Cette évaluation, présentée à Paris par le chef économiste Pier Carlo Padoan, indique que la croissance des économies du G-7 devrait atteindre un taux annualisé de 2,4 % au premier trimestre de 2013 et de 1,8 % au second.
"L’économie mondiale a connu un accès de faiblesse à la fin de 2012, mais l’activité s’améliore actuellement dans les économies de l’OCDE", a déclaré Pier Carlo Padoan. Toutefois, en Europe, il faudra sans doute attendre un peu plus longtemps que dans d’autre régions pour connaître une reprise significative, estiment les services de l’OCDE. Dans un entretien qu’il a accordé au Quotidien, Pier Carlo Padoan envisage "un retour vers 2015 à un rythme de croissance soutenu".

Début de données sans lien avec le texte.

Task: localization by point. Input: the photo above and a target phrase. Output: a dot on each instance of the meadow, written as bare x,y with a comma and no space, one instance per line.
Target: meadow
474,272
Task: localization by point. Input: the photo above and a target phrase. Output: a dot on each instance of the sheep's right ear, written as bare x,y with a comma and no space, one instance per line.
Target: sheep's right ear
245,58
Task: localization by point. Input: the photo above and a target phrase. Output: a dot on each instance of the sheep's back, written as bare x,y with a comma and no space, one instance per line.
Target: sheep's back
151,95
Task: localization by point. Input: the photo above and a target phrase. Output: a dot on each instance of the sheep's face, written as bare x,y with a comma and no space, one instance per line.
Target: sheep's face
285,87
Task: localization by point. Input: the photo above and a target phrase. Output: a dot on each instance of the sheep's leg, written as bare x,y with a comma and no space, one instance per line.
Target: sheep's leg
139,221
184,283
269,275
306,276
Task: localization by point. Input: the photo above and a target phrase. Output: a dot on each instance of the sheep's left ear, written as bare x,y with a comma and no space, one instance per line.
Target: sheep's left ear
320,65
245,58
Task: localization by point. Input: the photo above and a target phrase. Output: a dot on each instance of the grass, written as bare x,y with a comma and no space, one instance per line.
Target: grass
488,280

Mais en attendant, l’OCDE constate de nouveau, au sein de la zone euro, une divergence entre la croissance en Allemagne, qui devrait se redresser fortement dans les deux premiers trimestres de 2013 et celle des autres pays qui restera molle, voire négative.
L’activité économique réelle ne reflète pas encore pleinement l’amélioration de l’attitude des marchés de capitaux, en particulier dans la zone euro, ce qui met en évidence le risque que les prix des actifs ne correspondent plus aux paramètres fondamentaux, notamment en ce qui concerne les titres de sociétés, observe l’OCDE.

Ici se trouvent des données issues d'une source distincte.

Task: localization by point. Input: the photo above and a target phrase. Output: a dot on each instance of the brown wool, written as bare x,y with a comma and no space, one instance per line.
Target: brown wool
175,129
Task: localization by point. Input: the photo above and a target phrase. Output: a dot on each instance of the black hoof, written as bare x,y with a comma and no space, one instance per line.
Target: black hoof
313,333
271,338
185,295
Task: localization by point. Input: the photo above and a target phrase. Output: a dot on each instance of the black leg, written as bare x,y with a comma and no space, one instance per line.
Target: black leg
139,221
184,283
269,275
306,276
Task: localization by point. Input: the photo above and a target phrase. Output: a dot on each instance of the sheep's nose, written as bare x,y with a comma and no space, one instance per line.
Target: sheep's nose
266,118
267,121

De plus, dans la zone euro, la confiance des consommateurs reste médiocre. Alors que le commerce mondial s’est ralenti en 2012, le sous-emploi de la main-d’œuvre reste substantiel dans de nombreux pays de l’OCDE et la situation de l’emploi a continué de se détériorer dans la zone euro, contribuant ainsi au manque de confiance des consommateurs. Surtout en Europe, la montée de chômage de longue durée, avec plus de chômeurs passant de l'assurance-chômage aux prestations sociales moins généreuses, aggrave les risques de pauvreté et d’inégalité, souligne l’OCDE. Comme l’a confié Pier Carlo Padoan au Quotidien, l’emploi est bien "le problème le plus grave" aujourd’hui dans la zone euro.

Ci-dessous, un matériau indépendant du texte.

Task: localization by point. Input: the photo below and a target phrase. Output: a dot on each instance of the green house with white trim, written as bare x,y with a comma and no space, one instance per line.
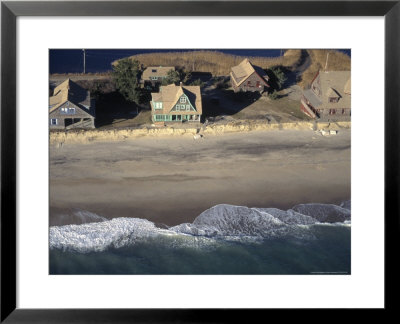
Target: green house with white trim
176,104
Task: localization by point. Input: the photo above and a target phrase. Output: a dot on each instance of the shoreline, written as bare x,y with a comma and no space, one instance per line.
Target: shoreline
172,179
89,136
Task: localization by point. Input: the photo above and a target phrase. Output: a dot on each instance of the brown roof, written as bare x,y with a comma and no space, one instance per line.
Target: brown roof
69,91
336,84
169,96
156,71
242,71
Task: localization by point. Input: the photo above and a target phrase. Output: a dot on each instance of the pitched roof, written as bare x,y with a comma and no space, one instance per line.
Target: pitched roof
336,84
156,71
242,71
69,91
170,94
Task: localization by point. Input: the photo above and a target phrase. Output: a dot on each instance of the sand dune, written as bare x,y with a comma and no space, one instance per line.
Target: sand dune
171,180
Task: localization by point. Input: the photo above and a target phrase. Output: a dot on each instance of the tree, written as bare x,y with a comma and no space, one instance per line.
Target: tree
126,75
173,77
273,95
278,77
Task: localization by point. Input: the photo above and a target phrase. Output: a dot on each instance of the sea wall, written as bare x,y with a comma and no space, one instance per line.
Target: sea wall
88,136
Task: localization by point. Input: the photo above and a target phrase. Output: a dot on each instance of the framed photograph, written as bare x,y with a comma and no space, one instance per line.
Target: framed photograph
198,160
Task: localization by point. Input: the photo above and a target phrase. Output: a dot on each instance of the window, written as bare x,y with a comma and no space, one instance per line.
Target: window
66,110
157,105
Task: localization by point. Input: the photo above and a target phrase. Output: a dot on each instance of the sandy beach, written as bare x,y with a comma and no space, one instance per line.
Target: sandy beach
171,180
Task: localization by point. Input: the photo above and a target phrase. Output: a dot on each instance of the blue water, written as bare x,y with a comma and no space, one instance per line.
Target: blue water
222,240
99,60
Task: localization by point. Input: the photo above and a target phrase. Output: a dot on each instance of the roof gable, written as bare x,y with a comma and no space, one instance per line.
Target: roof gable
170,96
156,71
244,70
69,91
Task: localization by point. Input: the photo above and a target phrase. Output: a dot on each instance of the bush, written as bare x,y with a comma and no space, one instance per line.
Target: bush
197,82
273,95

Un peu plus tôt dans la semaine, la Commission européenne mettait sur la table sa revue trimestrielle sur l’emploi et la situation sociale dans l’UE. Il en ressortait qu’au quatrième trimestre 2012, l’emploi a régressé partout et le chômage n’a cessé d’augmenter, tandis que la situation financière des ménages est restée précaire. "L'emploi est à nouveau en repli depuis la mi-2011, des évolutions positives n'étant relevées qu'au niveau des temps partiels. Le taux de chômage a quant à luiencore progressé en janvier 2013, surtout au sein de la zone euro, à 26,2 millions pour l'ensemble de l'UE, ce qui représente 10,8 % de la population active. Le chômage concerne près d'un quart des jeunes actifs" résumait la Commission.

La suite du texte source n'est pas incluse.